女優のElizabeth Taylor(エリザベス・テイラー)は、日常的に彼女の宝石や宝飾品をVan Cleef and Arpels(ヴァンクリーフ&アーペル)店でクリーニングしてもらっていたので、彼女のアシスタントが50カラットの天然真珠「La Peregrina(ラ・ペレグリナ)」をクリーニングのために預けに来たのは驚くに足らないことでした。 しかしアシスタントが去った後、French(フレンチ)の同僚は傷があることに気がつきました。 
 
「そこには深い傷があったのです」と彼は語ります。 「これは良くない。 私はその真珠がいかに有名かを知っていました。 持って来られたときに、真珠が無傷な状態ではなかったことを証明できる方法はありませんでした。

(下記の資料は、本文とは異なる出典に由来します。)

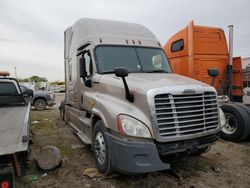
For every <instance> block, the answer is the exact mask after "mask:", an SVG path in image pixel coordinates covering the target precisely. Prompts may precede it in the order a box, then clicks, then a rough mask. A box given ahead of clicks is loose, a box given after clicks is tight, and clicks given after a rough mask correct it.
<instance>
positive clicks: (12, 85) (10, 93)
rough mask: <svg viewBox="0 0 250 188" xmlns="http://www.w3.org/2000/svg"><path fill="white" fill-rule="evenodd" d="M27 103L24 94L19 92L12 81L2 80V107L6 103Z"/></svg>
mask: <svg viewBox="0 0 250 188" xmlns="http://www.w3.org/2000/svg"><path fill="white" fill-rule="evenodd" d="M17 104H25V101H24V99H23V96H22V94H18V92H17V89H16V86H15V85H14V83H12V82H0V107H1V106H6V105H17Z"/></svg>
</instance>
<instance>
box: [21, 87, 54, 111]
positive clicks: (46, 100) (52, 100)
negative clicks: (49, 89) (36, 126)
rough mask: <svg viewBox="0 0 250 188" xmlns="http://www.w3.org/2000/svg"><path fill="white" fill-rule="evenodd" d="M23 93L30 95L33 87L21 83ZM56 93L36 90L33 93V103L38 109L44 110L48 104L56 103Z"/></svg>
mask: <svg viewBox="0 0 250 188" xmlns="http://www.w3.org/2000/svg"><path fill="white" fill-rule="evenodd" d="M20 88H21V90H22V93H23V94H24V95H29V94H30V93H31V91H33V90H32V89H30V88H28V87H26V86H24V85H20ZM55 104H56V103H55V94H54V93H53V92H51V91H43V90H35V91H34V93H33V95H32V100H31V105H32V106H34V107H35V109H36V110H39V111H40V110H44V109H45V108H46V107H47V106H53V105H55Z"/></svg>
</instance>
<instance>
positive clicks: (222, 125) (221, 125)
mask: <svg viewBox="0 0 250 188" xmlns="http://www.w3.org/2000/svg"><path fill="white" fill-rule="evenodd" d="M219 109H220V110H219V111H220V126H221V127H223V126H224V125H225V124H226V118H225V114H224V112H223V111H222V110H221V108H219Z"/></svg>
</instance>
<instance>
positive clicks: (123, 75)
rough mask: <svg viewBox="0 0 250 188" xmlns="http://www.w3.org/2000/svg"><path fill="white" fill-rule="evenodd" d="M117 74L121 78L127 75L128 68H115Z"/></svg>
mask: <svg viewBox="0 0 250 188" xmlns="http://www.w3.org/2000/svg"><path fill="white" fill-rule="evenodd" d="M115 75H116V76H117V77H121V78H124V77H127V76H128V70H127V69H126V68H124V67H119V68H115Z"/></svg>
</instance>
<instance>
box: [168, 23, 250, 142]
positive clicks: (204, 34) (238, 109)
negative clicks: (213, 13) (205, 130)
mask: <svg viewBox="0 0 250 188" xmlns="http://www.w3.org/2000/svg"><path fill="white" fill-rule="evenodd" d="M230 27H231V28H232V26H230ZM229 36H232V32H231V34H230V35H229ZM231 39H232V37H231ZM230 45H231V46H230ZM229 46H230V47H229V51H228V47H227V41H226V37H225V33H224V31H223V30H222V29H221V28H216V27H207V26H197V25H194V23H193V21H191V22H190V23H189V25H188V26H186V27H185V28H184V29H182V30H180V31H179V32H177V33H176V34H175V35H173V36H172V37H171V38H170V39H169V40H168V41H167V43H166V45H165V46H164V51H165V52H166V54H167V56H168V58H169V61H170V64H171V66H172V69H173V72H175V73H176V74H181V75H184V76H188V77H191V78H194V79H197V80H200V81H202V82H205V83H207V84H213V86H214V87H215V88H216V90H217V92H218V95H219V96H218V98H219V100H220V101H221V103H220V105H221V108H222V110H223V111H224V113H225V116H226V120H227V123H226V125H225V126H224V127H223V128H222V131H221V137H222V138H224V139H226V140H230V141H242V140H244V139H245V138H247V137H248V136H249V135H250V109H249V108H248V107H247V106H245V105H243V104H241V103H238V102H241V101H242V96H243V85H242V84H243V74H242V66H241V58H240V57H234V58H232V40H230V41H229ZM209 69H213V70H217V72H218V76H216V77H214V78H211V76H210V75H209V71H208V70H209ZM214 76H215V75H214ZM229 99H231V101H234V102H229V101H230V100H229ZM236 102H237V103H236Z"/></svg>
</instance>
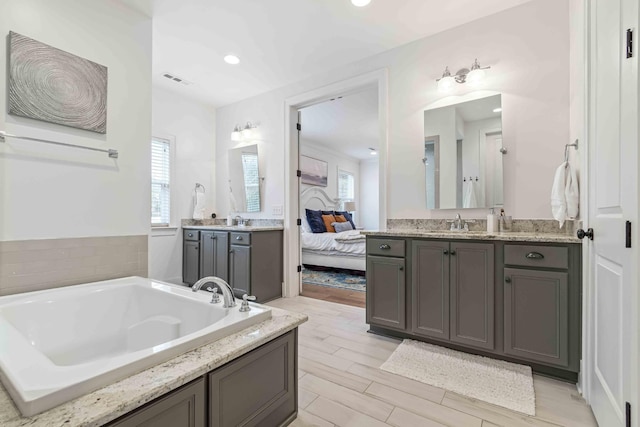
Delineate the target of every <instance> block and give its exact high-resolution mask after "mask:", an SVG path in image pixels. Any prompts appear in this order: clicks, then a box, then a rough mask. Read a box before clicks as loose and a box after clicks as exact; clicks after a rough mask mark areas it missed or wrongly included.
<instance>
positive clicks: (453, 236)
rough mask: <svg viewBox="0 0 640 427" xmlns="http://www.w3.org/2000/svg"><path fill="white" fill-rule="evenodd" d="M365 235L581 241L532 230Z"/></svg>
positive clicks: (564, 234) (465, 231) (545, 240)
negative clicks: (520, 231) (505, 231)
mask: <svg viewBox="0 0 640 427" xmlns="http://www.w3.org/2000/svg"><path fill="white" fill-rule="evenodd" d="M361 233H362V234H365V235H367V236H372V237H375V236H382V237H416V238H424V239H448V240H498V241H504V242H539V243H581V242H582V241H581V240H580V239H578V238H577V237H576V236H571V235H569V234H555V233H532V232H511V231H508V232H501V233H491V234H490V233H487V232H485V231H444V230H438V231H425V230H407V229H404V230H386V231H361Z"/></svg>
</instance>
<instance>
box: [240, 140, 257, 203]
mask: <svg viewBox="0 0 640 427" xmlns="http://www.w3.org/2000/svg"><path fill="white" fill-rule="evenodd" d="M242 172H243V175H244V191H245V193H246V198H247V212H260V177H259V176H258V155H257V154H254V153H242Z"/></svg>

」   
 
彼はTaylor(テイラー)のアシスタントに状況を説明しようと電話する前に、1時間もパニック状態で店内をうろうろしたと言います。 アシスタントは笑って、French(フレンチ)に真珠に傷があることは知っていたと伝えました。その傷はTaylor(テイラー)の犬による噛み跡だったのです。
 
当然のことながら、French(フレンチ)は学生たちに、状態を報告するレポートを常に与えなさいと、アドバイスを提供しました。
 
また、彼は今まで目にした中で最も価値があるとみられる宝飾品についても話しました。それは、ある若い女性が修理のためにBuccellati(ブチェラッティ)の店に持ち込んだガーネットとパールのリングです。 そのリングは、彼女の母、祖母、そして曾祖母に遡って受け継がれてきたもので、結婚式でそれを着用したかった彼女は、リングがこのような質が悪い状態にあったことを悲嘆しました。 同店はこの家宝を修理し、クライアントが伝統を受け継ぐことができるようにしました。 
 
「その日以来、それまでに販売してきた偉大な作品にもかかわらず、何が価値を創造するかについての考えが変わりました」と、French(フレンチ)は述べます。 「価値はカラット重量だけではありません…価値とは人々が宝飾品にこめる愛であり、その人と家族にとってその宝飾品がどのような意味を持つかということなのです。」
 
彼は、宝飾品はこのようなセンチメンタルな価値をともなう唯一のビジネスだと言います。
 
成功についてのアドバイスを尋ねられると、French(フレンチ)は「高貴であれ」というPeter Carl Faberge(ピーター・カール・ガベルジェ)の引用を共有しました。 
 
「あなたが [高貴] である方法を見つけることができれば、確かにキャリアで成功するでしょう」と、彼は言います。 「企業は倒産するかも知れませんが...しかし、あなたは大丈夫でしょう。 何が起ころうとも、それは奪われることはできません。」